Happy industry

photoIt’s time for me to take a shower, so I tell my 8-year-old I’m heading upstairs. He says he’s going to stay downstairs at the little table he shares with his sister by the big sunny window, the table where they do art project after art project. He’s going to draw.

I climb the stairs and, before I shower, I check my email and get tangled up in some work-related stuff. As I’m trying to muddle through a problem, sending off emails and double-checking case notes, I hear whistling from downstairs. Sometimes tuneless, sometimes melodic, always cheery, it’s the sound of a child doing what children love to do most: being creative, making something, exploring the space between his own imagination and the world around, his discoveries reflected in what he puts on the page. I can hear my son drawing away happily, his cheerful bird call signaling to the world that he is drawing at the table by the sunny window and loving the moment. It’s the sound of happy industry.

My son and daughter are very different kids. My son wears contentment on his sleeve, humming and singing and whistling while drawing or painting or reading or building or even eating. Yes, he hums when he is eating something that he really loves – nice feedback for the cook. My daughter shows her contentment differently, by channeling her natural intensity into an activity, be it art or reading or writing or pretending. She just goes deeply into whatever it is, and it’s her involvement and concentration that tell me that she’s truly happy.

Both of my kids seem happiest when they are creating. Children love to make stuff. They are industrious. It’s not the adult version of productivity, which is so often marred by anxiety and pressure, banality, repetition, performance metrics and high-stakes outcomes. Instead, children pursue happy industry.

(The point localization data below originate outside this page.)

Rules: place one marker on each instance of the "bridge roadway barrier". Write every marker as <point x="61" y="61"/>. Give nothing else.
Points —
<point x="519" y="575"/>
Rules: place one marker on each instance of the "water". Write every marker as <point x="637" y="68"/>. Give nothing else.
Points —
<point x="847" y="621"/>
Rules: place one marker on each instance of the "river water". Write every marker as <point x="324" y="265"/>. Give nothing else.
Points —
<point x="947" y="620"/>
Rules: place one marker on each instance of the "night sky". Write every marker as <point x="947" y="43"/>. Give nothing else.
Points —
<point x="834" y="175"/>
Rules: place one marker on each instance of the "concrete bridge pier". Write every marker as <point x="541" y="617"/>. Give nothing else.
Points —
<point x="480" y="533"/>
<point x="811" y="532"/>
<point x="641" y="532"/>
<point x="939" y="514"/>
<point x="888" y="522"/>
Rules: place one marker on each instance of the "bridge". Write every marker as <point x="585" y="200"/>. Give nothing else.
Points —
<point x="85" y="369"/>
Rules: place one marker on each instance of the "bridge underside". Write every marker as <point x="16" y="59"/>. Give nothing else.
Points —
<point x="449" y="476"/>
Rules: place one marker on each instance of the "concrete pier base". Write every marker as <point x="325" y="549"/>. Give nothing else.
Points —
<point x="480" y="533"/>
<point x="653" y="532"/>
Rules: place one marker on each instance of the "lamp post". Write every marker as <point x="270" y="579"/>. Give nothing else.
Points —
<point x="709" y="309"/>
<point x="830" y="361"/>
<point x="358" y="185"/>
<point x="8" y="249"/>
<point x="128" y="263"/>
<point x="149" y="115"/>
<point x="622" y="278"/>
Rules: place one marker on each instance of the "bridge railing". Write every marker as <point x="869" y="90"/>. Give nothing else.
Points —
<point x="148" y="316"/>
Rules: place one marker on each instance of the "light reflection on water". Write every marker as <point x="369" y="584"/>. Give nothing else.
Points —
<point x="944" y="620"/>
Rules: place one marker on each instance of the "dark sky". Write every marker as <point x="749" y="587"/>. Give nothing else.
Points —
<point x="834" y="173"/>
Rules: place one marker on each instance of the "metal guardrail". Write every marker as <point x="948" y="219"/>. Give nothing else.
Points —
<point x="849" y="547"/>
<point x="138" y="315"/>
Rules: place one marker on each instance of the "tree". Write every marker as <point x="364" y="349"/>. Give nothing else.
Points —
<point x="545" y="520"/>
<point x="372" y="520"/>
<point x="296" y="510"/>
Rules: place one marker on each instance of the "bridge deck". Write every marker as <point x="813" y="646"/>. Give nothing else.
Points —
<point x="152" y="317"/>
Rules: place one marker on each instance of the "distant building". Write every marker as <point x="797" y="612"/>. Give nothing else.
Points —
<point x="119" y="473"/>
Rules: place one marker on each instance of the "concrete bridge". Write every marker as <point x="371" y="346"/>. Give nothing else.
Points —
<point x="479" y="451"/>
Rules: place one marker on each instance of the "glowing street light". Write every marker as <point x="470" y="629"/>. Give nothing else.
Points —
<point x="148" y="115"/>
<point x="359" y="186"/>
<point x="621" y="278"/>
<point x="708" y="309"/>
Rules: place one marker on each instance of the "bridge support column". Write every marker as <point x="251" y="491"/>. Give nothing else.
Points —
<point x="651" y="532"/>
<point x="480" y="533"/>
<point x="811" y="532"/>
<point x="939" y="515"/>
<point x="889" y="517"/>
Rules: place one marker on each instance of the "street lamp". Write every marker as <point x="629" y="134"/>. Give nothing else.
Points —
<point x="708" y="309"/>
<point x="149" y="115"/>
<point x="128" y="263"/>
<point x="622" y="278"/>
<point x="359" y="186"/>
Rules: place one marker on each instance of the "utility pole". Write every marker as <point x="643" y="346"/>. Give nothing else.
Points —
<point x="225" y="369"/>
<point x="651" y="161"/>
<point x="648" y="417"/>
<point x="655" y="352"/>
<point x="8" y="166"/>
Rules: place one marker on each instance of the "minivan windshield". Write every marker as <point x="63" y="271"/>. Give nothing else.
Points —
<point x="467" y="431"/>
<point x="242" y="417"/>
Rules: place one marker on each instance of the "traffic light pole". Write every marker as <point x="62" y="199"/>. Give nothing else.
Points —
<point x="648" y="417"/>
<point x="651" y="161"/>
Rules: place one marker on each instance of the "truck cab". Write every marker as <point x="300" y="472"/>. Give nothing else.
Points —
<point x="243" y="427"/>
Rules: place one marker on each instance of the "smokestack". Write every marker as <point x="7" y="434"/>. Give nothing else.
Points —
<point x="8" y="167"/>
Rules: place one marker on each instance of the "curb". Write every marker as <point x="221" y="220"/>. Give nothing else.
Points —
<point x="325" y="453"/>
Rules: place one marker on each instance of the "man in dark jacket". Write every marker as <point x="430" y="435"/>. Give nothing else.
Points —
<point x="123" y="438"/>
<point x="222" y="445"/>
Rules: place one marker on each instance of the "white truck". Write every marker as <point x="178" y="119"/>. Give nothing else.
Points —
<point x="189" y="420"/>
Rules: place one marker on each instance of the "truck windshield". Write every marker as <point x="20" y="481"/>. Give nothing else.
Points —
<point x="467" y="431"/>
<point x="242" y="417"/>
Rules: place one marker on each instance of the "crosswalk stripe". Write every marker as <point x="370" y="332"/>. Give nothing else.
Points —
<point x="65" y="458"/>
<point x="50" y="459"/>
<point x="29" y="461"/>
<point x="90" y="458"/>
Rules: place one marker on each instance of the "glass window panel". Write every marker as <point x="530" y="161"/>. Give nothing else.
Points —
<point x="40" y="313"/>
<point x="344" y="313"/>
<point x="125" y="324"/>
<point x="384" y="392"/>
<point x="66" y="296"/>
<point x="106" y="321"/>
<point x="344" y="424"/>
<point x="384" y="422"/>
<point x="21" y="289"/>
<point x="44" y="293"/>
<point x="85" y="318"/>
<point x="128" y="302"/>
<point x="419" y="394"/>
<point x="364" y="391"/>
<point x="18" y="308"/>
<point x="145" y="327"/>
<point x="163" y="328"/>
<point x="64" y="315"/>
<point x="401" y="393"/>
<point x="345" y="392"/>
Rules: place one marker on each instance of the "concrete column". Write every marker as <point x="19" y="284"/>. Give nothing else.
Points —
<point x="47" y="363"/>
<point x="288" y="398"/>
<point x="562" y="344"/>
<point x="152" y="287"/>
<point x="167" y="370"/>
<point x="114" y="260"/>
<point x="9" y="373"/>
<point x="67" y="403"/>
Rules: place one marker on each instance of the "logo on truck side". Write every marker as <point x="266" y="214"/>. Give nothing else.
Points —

They eagerly seek ways to interact with the world in a fully active, engaged manner. They turn a box into something to play with; create a small book of drawings; glue together sticks to make a little house; fall into a great book; play school with stuffed animals or dolls; create entire imaginary worlds – it’s all about making something, transforming one thing into something else, learning and engaging, pretending, being active, not passive. A great deal of what they do most naturally is inherently creative. When their version of productivity is devalued and forced to look more like that of adults – e.g., with an over-reliance on performance metrics, high-stakes outcomes (i.e., testing), repetition, banality, pressure – we are getting in the way of their healthy development.

The trailblazing psychologist Erik Erikson conceptualized psychosocial development as a set of stages, each stage framed as a conflict between a healthy developmental step and what happens if that stage is not completed successfully. His theory, unlike other psychoanalytic theories of the day, extended the concept of development across the lifespan and was concrete about what people are trying to accomplish at each stage. The fourth stage of psychosocial development, from ages 5 to 11, he called “Industry vs. Inferiority.” Healthy development in this stage is marked by increasing pride in one’s accomplishments, active engagement with the world around oneself, and a blossoming sense of oneself as competent. In college and graduate school, studying child psychology, I was particularly taken with the sense that children are industrious, and their form of industry is fun and creative and both inspiring and humbling to see.

Historic site: former fort

Historic site: former fort

Under the evergreen tree in the front yard, shadows move in the twilight. My kids and two friends are building a fort out of logs. They move about, staying low under the boughs, pausing and squatting and placing logs, spider-walking around their developing creation. Walls take shape; conflicts and compromises get worked out; gravity is reckoned with when some logs topple and have to be placed carefully anew. Plans are laid, attempted, and reworked. Their discussions are barely audible through the house window. My son occasionally whistles. I’m aware of all of these sounds as the hum of contented kids doing what kids love to do most – it’s the hum of happy industry.

3 thoughts on “Happy industry

  1. I can sure relate to this, both in listening to happy industry take place around the house courtesy of kids, and of how trying to make that happy industry look more like that of adults just beats it out of you.

  2. You describe the great challenge of formal education: how to sustain the natural tendency of children to engage in “happy industry” in the service of learning a prescribed curriculum. I’m afraid it’s rarely achieved. Beautifully written, by the way.